Patient demographics and clinical characteristics were captured for each eligible patient (e.g., age, sex, comorbidities) and site characteristics (hospital size/number of beds, geographic and census region, urban/rural) were described for each encounter. Surgical procedures were categorized by body region, based on the ICD-PCS (International Classification of Disease Procedure Coding System), classified by the Clinical Classifications Software (CCS) developed by the Healthcare Cost and Utilization Project (HCUP) for ICD-PCS (ICD-10) after October 1, 2015 and ICD-9 prior to October 2015. Primary ICD codes were used for each encounter, and grouped on the basis on their CCS1 category: those missing any ICD procedure code, or falling within CCS1 of obstetrical procedure (used as the closest proxy as no variable for “pregnant” was available; there is neither clinical trial data on the use of sugammadex in pregnant women nor is there any relevant data on lactating women/human milk ) or miscellaneous, were excluded. Remaining CCS1 categories were combined when the procedures were likely to be completed by the same clinical specialty (Supplementary Table 1 includes most frequently observed primary ICD-PCS codes within each surgical category). This resulted in each encounter being classified into one of ten procedure categories.

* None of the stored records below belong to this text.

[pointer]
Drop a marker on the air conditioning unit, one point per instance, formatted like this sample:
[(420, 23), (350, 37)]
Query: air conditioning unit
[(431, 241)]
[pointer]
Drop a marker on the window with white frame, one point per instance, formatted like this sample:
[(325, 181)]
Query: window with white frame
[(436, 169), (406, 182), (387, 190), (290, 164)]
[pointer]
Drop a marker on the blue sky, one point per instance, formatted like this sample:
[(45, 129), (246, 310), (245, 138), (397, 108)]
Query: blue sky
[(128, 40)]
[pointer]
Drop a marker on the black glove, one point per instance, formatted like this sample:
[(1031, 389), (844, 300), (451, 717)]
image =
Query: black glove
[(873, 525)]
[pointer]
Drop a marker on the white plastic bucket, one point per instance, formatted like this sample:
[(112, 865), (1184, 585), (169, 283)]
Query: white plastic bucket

The PHD is a large, US hospital-based, service-level, all-payer database of information on outpatient encounters and inpatient discharges, from non-profit, non-governmental, community and teaching hospitals. Data are derived from member hospital statistics provided through a combination of self-reporting and the American Hospital Association Annual Survey Database™ and comprise information on over 10 million inpatient admissions per year since 2012 . This is estimated to cover approximately 25% of all US inpatient admissions. Patient data are de-identified and Health Insurance Portability and Accountability Act (HIPAA)-compliant.
NMBA utilization patterns were reported over time descriptively by patient characteristics, site characteristics, and procedure type. Utilization patterns of NMB reversal options (i.e., active pharmacologic reversal [sugammadex or neostigmine] versus spontaneous recovery) were assessed among patients treated with rocuronium or vecuronium (with or without succinylcholine).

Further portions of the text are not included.